3

I have a string like below

stringinput = Sweééééôden@

I want to get output like

stringoutput = Sweden

the spl characters ééééô and @ has to be removed.

Am using

$stringoutput = `echo $stringinput | sed 's/[^a-z  A-Z 0-9]//g'`;

I am getting result like Sweééééôden but ééééô is not getting removed.

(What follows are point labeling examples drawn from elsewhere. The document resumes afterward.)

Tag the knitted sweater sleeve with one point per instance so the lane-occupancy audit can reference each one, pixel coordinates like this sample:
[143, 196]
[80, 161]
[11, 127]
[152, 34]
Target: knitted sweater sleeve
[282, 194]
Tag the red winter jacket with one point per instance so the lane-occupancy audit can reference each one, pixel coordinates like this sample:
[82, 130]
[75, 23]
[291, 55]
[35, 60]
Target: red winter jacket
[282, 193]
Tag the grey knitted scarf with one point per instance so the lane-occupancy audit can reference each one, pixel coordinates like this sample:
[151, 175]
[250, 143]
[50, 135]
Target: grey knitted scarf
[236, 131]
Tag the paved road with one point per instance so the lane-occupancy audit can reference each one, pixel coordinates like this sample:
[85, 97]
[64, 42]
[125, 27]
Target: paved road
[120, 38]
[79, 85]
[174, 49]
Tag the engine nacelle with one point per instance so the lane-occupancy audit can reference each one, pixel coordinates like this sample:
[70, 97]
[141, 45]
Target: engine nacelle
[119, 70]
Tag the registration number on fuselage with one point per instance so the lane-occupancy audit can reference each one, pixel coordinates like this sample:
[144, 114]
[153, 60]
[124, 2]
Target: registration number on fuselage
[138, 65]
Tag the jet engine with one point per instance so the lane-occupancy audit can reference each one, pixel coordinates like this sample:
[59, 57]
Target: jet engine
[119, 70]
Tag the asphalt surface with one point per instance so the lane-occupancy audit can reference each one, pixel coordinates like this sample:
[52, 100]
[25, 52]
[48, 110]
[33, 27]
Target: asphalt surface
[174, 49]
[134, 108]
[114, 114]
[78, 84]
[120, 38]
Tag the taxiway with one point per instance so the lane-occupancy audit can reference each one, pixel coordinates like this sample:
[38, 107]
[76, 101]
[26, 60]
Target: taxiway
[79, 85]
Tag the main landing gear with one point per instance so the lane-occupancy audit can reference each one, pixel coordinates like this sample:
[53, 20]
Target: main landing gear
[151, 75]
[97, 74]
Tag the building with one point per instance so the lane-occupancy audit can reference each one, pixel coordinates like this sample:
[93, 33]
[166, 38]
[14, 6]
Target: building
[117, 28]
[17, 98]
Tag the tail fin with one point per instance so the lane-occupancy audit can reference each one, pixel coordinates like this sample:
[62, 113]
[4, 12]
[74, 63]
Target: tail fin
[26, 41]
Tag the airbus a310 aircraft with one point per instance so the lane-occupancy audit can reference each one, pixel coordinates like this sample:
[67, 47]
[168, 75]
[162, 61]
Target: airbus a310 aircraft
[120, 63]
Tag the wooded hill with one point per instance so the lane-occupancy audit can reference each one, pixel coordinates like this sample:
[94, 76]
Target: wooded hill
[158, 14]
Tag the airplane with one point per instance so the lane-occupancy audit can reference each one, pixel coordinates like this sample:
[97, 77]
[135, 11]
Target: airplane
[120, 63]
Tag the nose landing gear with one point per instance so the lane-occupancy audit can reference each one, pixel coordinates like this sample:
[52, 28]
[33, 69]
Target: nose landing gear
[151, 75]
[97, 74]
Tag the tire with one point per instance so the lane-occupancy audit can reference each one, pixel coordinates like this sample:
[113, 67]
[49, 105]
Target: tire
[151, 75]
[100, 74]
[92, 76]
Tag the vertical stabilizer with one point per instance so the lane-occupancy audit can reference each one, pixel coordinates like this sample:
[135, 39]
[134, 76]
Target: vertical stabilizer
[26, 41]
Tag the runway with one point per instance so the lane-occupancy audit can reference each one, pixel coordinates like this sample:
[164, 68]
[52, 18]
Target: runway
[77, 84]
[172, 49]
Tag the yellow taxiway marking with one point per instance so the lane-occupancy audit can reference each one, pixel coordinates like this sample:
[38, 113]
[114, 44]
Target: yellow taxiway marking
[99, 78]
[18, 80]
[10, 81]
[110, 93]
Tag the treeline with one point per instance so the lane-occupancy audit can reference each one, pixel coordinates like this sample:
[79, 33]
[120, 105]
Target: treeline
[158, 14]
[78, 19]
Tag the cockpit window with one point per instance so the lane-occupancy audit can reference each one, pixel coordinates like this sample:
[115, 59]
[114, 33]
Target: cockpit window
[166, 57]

Can you please suggest what I have to add

Vadim Kotov
  • 8,084
  • 8
  • 48
  • 62
sravani srinija
  • 73
  • 1
  • 1
  • 7

2 Answers2

4

No need to call sed from Perl, perl can do the substitution itself. It's also faster, as you don't need to start a new process.

#!/usr/bin/perl
use warnings;
use strict;
use utf8;

my $string = 'Sweééééôden@';
$string =~ s/[^A-Za-z0-9]//g;
print $string;
choroba
  • 231,213
  • 25
  • 204
  • 289
4

You need to use LC_ALL=C before sed command to make [A-Za-z] character class create ranges as per ASCII table:

stringoutput=$(echo $stringinput | LC_ALL=C sed 's/[^A-Za-z0-9]//g')

See the online demo:

stringinput='Sweééééôden@';
stringoutput=$(echo $stringinput | LC_ALL=C sed 's/[^A-Za-z0-9]//g');
echo "$stringoutput";
# => Sweden

See POSIX regex reference:

In the default C locale, the sorting sequence is the native character order; for example, ‘[a-d]’ is equivalent to ‘[abcd]’. In other locales, the sorting sequence is not specified, and ‘[a-d]’ might be equivalent to ‘[abcd]’ or to ‘[aBbCcDd]’, or it might fail to match any character, or the set of characters that it matches might even be erratic. To obtain the traditional interpretation of bracket expressions, you can use the ‘C’ locale by setting the LC_ALL environment variable to the value ‘C’.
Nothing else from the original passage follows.